Ketua Dewan Pengarah Satgas BLBI, Mahfud MD - Rakyat tahu, DPD tahu, bahwa Anda seharusnya membayar lebih banyak dari itu, masak ditagih yang sesuai dengan ada di catatan saja masih mau mangkir? Kami buru sampai dapat

A   A   A   Pengaturan Font

» Piutang yang ditagih pemerintah 110 triliun rupiah ke para pengemplang jumlahnya jauh lebih kecil dari yang sewajarnya mereka bayar.

» Saham BCA dijual 51 persen senilai 5 triliun rupiah, tetapi di saat yang sama sebagai pemegang obligasi rekap menerima 6 triliun rupiah.

JAKARTA - Satuan Tugas Penanganan Hak Tagih Negara Dana Bantuan Likuiditas Bank Indonesia (Satgas BLBI) diminta lebih tegas dan gencar menagih para obligor/debitor yang telah mengemplang ke negara selama 23 tahun. Satgas pun diminta tidak hanya menagih sebesar 110 triliun rupiah seperti yang tercatat, tetapi juga harus memperhitungkan bunga selama 23 tahun.

Ketua Dewan Pengarah Satgas BLBI, Mahfud MD, saat memenuhi panggilan Ketua DPD di Jakarta, Kamis (2/12), mengatakan piutang yang ditagih pemerintah 110 triliun rupiah ke para pengemplang jumlahnya jauh lebih kecil dari yang sewajarnya mereka bayar. Itu pun masih mengemplang dua puluh tahun lebih.

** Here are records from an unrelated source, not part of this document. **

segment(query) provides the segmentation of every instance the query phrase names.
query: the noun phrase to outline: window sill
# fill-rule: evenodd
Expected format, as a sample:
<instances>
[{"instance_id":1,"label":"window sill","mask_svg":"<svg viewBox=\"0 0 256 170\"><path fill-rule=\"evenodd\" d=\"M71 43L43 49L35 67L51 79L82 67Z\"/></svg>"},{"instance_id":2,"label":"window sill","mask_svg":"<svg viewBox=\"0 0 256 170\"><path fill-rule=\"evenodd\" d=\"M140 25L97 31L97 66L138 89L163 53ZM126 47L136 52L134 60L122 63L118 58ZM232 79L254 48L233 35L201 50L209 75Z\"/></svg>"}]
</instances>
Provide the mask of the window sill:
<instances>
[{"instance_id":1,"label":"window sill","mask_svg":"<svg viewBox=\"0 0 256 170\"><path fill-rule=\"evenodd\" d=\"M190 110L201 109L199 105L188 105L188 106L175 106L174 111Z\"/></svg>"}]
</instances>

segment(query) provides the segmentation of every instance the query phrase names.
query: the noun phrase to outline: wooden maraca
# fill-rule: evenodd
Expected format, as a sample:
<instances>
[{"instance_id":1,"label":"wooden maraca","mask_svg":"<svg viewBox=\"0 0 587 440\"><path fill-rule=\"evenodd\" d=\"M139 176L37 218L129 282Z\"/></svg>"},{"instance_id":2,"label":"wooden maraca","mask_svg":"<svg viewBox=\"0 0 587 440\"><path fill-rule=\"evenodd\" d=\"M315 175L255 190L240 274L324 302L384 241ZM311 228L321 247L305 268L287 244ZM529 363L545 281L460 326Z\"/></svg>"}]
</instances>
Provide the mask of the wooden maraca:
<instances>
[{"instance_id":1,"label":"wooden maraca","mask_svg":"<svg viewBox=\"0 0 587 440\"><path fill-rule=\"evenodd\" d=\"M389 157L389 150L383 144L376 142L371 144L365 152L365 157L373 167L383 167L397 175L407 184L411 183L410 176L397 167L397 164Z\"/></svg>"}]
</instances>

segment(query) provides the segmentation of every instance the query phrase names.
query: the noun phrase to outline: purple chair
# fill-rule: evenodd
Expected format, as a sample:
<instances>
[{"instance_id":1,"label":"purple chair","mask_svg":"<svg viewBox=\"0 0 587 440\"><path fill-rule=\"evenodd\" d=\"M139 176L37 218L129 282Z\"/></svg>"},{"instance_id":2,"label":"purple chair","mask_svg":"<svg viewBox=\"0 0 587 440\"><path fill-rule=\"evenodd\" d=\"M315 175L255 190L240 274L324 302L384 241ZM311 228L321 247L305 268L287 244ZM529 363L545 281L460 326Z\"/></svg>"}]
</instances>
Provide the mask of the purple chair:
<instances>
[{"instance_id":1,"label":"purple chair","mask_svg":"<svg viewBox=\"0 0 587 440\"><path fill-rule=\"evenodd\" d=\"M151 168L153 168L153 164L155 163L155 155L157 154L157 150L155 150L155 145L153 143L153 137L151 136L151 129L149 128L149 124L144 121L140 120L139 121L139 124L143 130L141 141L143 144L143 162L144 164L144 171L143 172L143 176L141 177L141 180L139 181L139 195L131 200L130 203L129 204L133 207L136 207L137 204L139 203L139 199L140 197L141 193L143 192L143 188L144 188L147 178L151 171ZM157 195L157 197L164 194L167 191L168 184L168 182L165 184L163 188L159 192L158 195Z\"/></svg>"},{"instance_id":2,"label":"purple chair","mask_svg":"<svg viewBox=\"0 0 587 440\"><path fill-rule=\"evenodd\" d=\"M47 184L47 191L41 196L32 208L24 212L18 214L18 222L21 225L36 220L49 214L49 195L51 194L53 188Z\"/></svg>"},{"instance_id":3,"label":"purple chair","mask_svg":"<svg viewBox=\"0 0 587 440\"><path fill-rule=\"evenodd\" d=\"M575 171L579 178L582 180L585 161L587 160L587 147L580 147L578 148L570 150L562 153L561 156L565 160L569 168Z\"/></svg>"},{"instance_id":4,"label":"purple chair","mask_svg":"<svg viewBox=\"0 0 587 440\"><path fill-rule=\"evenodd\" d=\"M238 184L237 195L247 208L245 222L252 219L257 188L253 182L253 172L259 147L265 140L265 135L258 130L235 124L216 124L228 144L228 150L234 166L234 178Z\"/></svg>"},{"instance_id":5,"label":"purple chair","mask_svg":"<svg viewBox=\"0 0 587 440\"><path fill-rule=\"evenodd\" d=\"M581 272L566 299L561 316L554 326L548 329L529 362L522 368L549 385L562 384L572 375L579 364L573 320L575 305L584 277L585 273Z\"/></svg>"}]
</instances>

"Rakyat tahu, DPD tahu, bahwa Anda seharusnya membayar lebih banyak dari itu, masak ditagih yang sesuai dengan ada di catatan saja masih mau mangkir? Kami buru sampai dapat," kata Menko Polhukam itu.

Dalam pertemuan dengan para senator itu, dia mengaku mendapat laporan bahwa jumlah utang para obligor dan debitor dapat mencapai ratusan triliun rupiah, bahkan menyentuh 1.000 trilun rupiah. Namun demikian, Satgas BLBI hanya bertugas untuk menagih utang-utang para debitor dan obligor dengan merujuk Instruksi Presiden Nomor 8 Tahun 2002.

Pakar Kebijakan Publik dari Universitas Brawijaya, Malang, yang juga Presiden Forum Dekan Ilmu-ilmu Sosial (Fordekiis), Andy Fefta Wijaya, mendukung upaya Menko Polkam dalam meminta Satgas BLBI untuk bertindak lebih tegas dan gencar menagih para obligor/ debitor BLBI. Bukan hanya pokoknya yang tercatat sebesar 110 triliun rupiah, namun sekitar 1.000 triliun rupiah.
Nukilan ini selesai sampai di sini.